The most important issue that we have to take in account when we want to run a parallel job in slurm is to use always the ‘srun’ command.


We have two ways to run a parallel job:


  1. Using a bash script and using the sbatch command.
  2. Using the srun command directly


Using a bash script and using the sbatch command

First, we have to prepare a bash script in which we are going to indicate how many computers and how many cores each computer we ask for will run our job with:

#SBATCH -p normal # partition (queue)
#SBATCH -N 2 # number of nodes
#SBATCH --ntasks-per-node=4 # number of cores in each node
#SBATCH --mem-per-cpu 1000 # mem to user for each core
#SBATCH -t 0-00:15 # time (D-HH:MM)
#SBATCH -o slurm.%N.%j.out # STDOUT
#SBATCH -e slurm.%N.%j.err # STDERR
#SBATCH --mail-type=START,END,FAIL # notifications for job start, done & fail
#SBATCH [email protected] # send-to address


# Parallel program to run
srun mpi-example/mpi_mm



We can use diferents flags, for instance:


#SBATCH --ntasks=16 : How many cores in total we are asking for. These cores are going to be split by nodes (example: we can use 10 cores in one node and 6 cores  in the second node)
#SBATCH --mem=16G : Specifies the real memory required per node.

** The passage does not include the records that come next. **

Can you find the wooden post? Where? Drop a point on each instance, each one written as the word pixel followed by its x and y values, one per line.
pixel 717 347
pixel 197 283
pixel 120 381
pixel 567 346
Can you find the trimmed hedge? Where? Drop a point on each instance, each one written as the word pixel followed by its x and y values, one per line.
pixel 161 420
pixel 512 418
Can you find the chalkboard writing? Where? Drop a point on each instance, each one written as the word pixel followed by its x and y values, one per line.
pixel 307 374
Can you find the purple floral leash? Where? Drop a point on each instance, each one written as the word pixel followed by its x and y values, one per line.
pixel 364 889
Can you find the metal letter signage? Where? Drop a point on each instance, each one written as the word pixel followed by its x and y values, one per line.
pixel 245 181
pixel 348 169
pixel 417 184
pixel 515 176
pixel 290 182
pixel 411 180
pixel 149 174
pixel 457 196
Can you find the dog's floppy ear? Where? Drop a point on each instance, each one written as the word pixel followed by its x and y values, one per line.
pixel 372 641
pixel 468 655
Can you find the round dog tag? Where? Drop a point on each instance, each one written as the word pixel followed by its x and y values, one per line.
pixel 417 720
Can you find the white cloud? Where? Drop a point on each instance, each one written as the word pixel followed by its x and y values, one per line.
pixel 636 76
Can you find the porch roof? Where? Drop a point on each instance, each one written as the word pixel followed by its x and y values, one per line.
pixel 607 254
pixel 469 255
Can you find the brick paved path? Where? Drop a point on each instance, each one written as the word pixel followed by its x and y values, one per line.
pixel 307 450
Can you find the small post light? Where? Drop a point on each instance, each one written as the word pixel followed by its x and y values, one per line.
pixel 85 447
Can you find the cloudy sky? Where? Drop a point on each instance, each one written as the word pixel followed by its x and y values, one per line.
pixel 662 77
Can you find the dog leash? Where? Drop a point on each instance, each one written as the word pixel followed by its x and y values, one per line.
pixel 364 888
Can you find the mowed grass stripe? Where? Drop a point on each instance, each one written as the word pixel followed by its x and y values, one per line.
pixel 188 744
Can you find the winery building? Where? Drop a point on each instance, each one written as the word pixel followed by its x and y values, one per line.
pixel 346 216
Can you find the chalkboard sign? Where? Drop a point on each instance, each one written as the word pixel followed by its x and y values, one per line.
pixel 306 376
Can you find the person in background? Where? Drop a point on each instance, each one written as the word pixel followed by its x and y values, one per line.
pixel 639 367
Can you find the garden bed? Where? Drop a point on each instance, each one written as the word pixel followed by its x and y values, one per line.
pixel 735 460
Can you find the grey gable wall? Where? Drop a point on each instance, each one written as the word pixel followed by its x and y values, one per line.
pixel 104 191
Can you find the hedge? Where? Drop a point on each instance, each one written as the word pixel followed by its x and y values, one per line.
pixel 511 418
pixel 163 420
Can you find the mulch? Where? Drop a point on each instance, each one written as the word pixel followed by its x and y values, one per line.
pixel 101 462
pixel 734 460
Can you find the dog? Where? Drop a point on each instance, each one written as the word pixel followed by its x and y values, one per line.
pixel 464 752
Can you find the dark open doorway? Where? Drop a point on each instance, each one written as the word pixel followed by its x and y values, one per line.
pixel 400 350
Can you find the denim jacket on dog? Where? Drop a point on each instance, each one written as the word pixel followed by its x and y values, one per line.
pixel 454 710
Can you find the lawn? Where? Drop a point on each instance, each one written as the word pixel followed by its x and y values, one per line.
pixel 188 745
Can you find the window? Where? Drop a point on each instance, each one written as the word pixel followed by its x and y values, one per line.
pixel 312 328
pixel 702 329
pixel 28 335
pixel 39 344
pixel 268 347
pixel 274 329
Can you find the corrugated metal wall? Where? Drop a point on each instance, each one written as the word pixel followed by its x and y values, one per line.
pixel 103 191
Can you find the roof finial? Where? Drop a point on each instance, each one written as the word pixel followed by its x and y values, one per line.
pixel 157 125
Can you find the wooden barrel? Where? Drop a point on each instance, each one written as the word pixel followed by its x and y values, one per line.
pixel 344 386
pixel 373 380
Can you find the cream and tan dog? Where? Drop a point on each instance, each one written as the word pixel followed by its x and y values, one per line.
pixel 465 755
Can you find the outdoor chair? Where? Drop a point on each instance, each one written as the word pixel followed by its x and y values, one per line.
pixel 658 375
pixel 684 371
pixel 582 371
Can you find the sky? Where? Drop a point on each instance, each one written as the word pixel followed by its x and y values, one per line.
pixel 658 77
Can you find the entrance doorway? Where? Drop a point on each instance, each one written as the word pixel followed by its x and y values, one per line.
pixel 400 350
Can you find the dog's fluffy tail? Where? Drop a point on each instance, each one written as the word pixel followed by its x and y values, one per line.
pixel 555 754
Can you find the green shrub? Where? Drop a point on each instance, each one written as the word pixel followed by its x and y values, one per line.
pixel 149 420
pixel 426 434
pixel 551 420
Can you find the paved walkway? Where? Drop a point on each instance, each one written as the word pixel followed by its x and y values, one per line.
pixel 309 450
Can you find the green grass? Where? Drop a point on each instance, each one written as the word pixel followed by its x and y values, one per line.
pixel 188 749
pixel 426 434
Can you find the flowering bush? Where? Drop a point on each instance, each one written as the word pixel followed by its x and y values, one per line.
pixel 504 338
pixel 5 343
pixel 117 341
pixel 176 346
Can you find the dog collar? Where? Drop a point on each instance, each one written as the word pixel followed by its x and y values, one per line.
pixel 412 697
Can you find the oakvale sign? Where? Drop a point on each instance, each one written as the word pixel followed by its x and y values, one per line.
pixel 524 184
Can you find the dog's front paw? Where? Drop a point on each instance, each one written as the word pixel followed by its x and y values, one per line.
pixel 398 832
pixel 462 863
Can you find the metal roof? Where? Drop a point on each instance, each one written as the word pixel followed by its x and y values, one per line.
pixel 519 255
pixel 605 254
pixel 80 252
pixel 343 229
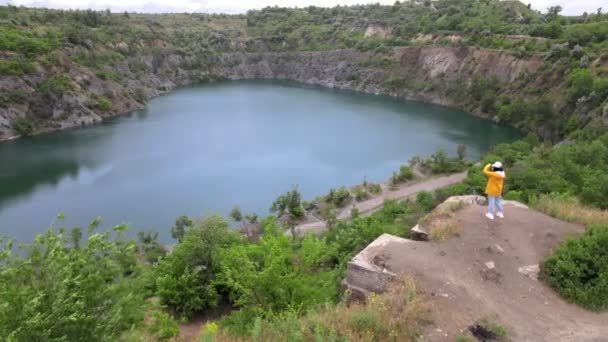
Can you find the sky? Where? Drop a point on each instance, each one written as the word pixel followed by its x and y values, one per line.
pixel 571 7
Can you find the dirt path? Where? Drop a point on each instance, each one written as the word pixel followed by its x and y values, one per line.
pixel 376 202
pixel 479 274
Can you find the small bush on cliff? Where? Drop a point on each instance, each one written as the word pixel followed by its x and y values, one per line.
pixel 578 269
pixel 405 174
pixel 56 85
pixel 16 67
pixel 339 197
pixel 186 278
pixel 102 103
pixel 60 288
pixel 290 202
pixel 23 126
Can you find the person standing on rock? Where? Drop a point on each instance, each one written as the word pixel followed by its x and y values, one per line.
pixel 496 177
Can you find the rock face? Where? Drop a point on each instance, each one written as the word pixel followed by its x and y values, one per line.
pixel 365 273
pixel 428 74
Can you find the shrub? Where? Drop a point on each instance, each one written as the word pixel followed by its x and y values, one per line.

A memory size specification of zero is treated as a special case and grants the job access to all of the memory on each node.


Using the srun command directly


We can avoid using a job script and indicate all the flags in a command line:


srun -N 4 --ntasks-per-node=8 --mem-per-cpu=2GB -t 00:30:00 mpi-example/mpi_mm


This way can be very useful if we want to use a script that send several jobs to the cluster.